As is the custom of traveling Americans, Strawbridge compared, for the benefit of his companions, these dirty Latin villages with clean American towns. He pointed out how American towns had an underground sewage system instead of allowing their slops to trickle among the cobblestones down the middle of the street; how American towns had waterworks and electric lights and wide streets; and how if they had a church at all it was certainly not in the public square, raising an uproar on week-days. American churches were kept out of the way, up back streets, and the business part of town was devoted to business.
Here the negro editor interjected the remark that perhaps each people worshiped its own God.
"Sure we do, on Sundays," agreed Strawbridge; "or, at least, the women do; but on week-days we are out for business."
When the motor left the mountains and entered the semi-arid level of the Orinoco basin, the scenery changed to an endless stretch of sand broken by sparse savannah grass and a scattering of dwarf gray trees such as chaparro, alcornoque, manteco. The only industry here was cattle-raising, and this was uncertain because the cattle died by the thousands for lack of water during the dry season. Now and then the motor would come in sight, or scent, of a dead cow, and this led Strawbridge to compare such shiftless cattle-raising with the windmills and irrigation ditches in the American West.

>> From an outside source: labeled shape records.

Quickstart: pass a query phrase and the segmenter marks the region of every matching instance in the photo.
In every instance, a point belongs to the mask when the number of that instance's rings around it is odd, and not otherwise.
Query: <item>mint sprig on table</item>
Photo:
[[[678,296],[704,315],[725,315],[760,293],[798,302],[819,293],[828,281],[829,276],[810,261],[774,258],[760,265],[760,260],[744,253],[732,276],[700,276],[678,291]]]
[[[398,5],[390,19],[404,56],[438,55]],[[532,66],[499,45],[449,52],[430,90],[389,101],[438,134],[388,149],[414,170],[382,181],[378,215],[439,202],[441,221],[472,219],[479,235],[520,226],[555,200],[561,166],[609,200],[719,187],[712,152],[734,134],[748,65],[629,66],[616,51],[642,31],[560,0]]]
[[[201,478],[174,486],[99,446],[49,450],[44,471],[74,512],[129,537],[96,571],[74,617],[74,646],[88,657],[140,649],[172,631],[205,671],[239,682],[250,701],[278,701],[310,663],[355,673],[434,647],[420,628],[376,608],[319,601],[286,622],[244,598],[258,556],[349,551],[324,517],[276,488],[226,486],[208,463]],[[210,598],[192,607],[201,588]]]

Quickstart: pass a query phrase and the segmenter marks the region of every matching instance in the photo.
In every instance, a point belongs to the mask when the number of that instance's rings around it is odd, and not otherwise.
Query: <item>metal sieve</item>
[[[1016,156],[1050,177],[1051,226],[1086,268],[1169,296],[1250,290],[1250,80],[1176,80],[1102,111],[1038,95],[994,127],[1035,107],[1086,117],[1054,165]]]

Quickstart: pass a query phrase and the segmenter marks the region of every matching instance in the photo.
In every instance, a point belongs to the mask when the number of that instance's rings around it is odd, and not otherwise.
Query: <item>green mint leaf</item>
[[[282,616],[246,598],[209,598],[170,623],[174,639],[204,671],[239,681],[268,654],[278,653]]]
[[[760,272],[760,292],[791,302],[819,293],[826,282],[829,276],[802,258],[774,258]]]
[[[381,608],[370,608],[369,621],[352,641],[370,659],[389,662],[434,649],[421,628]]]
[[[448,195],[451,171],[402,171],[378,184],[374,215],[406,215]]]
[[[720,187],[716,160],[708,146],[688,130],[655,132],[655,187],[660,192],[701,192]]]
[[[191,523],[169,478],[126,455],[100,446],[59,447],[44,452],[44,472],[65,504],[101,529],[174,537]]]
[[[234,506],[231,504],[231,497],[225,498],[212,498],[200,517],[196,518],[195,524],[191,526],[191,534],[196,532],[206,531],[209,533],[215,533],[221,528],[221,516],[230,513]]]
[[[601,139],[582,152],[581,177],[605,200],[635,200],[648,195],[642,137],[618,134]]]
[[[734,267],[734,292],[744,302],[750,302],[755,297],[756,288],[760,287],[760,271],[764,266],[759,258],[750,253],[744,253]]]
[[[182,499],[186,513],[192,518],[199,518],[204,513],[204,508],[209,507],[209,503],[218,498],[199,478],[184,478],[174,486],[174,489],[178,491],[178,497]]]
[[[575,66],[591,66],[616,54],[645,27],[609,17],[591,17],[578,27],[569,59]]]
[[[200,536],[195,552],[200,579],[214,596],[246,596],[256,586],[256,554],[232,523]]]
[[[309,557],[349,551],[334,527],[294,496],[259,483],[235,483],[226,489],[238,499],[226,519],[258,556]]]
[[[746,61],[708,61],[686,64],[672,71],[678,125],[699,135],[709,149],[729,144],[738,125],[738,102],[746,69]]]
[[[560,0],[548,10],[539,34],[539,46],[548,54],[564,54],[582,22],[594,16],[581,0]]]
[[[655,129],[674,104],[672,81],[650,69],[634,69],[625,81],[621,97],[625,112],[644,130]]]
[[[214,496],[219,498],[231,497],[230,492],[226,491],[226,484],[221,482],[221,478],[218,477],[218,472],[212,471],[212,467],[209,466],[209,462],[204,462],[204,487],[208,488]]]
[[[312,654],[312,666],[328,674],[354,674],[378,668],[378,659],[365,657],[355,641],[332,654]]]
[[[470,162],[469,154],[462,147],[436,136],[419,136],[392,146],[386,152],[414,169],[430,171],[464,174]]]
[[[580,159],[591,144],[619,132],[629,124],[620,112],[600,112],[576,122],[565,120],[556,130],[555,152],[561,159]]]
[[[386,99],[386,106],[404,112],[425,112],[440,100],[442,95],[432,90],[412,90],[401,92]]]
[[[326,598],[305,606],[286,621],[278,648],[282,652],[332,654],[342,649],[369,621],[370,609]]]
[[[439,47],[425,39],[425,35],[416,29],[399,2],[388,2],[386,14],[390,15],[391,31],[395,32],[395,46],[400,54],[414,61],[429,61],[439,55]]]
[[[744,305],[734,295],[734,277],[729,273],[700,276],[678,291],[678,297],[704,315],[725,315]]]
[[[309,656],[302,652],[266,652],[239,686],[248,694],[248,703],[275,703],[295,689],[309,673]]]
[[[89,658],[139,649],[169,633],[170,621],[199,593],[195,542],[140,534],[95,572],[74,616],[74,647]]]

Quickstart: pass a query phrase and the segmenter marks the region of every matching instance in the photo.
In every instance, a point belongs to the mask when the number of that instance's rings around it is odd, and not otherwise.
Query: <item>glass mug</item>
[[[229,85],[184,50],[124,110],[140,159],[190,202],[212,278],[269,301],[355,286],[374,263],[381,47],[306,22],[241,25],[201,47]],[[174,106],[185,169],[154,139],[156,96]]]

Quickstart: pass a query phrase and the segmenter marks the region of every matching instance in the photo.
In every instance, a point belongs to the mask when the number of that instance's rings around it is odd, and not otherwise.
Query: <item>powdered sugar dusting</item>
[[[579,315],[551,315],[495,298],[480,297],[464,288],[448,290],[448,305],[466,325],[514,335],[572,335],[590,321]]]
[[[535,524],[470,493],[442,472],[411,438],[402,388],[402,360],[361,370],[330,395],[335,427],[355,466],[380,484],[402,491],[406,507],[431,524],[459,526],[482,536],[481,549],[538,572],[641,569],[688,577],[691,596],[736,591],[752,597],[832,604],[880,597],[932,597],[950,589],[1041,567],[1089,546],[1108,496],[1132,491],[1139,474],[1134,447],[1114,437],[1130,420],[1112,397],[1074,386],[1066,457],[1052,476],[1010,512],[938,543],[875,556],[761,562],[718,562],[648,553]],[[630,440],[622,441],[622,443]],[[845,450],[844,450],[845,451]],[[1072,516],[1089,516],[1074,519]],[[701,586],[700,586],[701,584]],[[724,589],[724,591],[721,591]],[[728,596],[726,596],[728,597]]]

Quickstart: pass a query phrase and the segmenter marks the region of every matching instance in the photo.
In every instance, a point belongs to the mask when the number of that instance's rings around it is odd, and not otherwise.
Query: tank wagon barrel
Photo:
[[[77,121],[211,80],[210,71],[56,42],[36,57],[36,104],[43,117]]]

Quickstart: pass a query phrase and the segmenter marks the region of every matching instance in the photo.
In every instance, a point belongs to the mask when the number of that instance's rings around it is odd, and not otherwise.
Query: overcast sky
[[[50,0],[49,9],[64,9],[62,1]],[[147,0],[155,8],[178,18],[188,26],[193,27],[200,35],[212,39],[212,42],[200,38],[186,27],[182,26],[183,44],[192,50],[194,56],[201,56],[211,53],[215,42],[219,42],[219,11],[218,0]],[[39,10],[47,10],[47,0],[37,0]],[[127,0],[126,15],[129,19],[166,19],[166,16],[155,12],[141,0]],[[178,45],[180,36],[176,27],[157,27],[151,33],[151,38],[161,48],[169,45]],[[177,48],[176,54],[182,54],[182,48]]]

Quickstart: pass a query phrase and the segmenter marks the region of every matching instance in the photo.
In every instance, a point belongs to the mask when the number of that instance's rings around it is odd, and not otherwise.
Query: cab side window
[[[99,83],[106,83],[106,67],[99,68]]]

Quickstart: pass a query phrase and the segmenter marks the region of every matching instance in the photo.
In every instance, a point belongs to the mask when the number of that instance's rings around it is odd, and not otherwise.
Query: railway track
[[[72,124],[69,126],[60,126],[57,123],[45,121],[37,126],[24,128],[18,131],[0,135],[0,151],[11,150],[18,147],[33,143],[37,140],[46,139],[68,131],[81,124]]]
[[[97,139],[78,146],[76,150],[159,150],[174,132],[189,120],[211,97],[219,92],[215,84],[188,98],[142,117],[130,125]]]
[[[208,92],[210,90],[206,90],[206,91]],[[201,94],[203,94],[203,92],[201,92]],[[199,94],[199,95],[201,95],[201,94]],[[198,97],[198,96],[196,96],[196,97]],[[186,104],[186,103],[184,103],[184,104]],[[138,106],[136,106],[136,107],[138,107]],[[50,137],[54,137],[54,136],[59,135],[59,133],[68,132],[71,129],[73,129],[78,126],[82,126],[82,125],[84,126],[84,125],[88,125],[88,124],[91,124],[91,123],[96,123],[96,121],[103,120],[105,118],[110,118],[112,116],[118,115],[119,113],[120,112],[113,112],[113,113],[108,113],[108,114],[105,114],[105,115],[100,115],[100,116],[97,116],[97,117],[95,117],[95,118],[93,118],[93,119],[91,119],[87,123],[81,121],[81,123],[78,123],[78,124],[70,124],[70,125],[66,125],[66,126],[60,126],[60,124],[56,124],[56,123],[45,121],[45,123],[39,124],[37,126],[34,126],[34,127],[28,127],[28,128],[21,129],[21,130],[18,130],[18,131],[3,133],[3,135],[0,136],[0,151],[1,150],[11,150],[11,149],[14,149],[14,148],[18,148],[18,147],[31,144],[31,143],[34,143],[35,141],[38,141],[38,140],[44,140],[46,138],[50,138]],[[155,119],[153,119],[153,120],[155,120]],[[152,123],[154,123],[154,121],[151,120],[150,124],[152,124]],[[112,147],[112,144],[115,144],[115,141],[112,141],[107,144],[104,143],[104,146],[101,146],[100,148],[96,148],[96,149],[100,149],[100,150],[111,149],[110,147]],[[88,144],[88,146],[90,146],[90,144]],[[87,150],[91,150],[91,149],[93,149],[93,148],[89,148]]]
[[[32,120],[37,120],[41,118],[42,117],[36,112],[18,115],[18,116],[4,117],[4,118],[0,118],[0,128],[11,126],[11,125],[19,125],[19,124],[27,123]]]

On the fifth day of their drive, the drummer was on this theme, and the bull-fighter—who, after all, was in the car on sufferance—sat nodding his head politely and agreeing with him, when Gumersindo interrupted to point ahead over the llano.
"Speaking of irrigation ditches, señor, yonder is a Venezuelan canal now."
The motor was on one of those long, almost imperceptible slopes which break the level of the llanos. From this point of vantage the motorists could see an enormous distance over the flat country. About half-way to the horizon the drummer descried a great raw yellow gash cut through the landscape from the south. He stared at it in the utmost amazement. Such a cyclopean work in this lethargic country was unbelievable. On the nearer section of the great cut Strawbridge could make out a movement of what seemed to be little red flecks. The negro editor, who was watching the American's face, gave one of his rare laughs.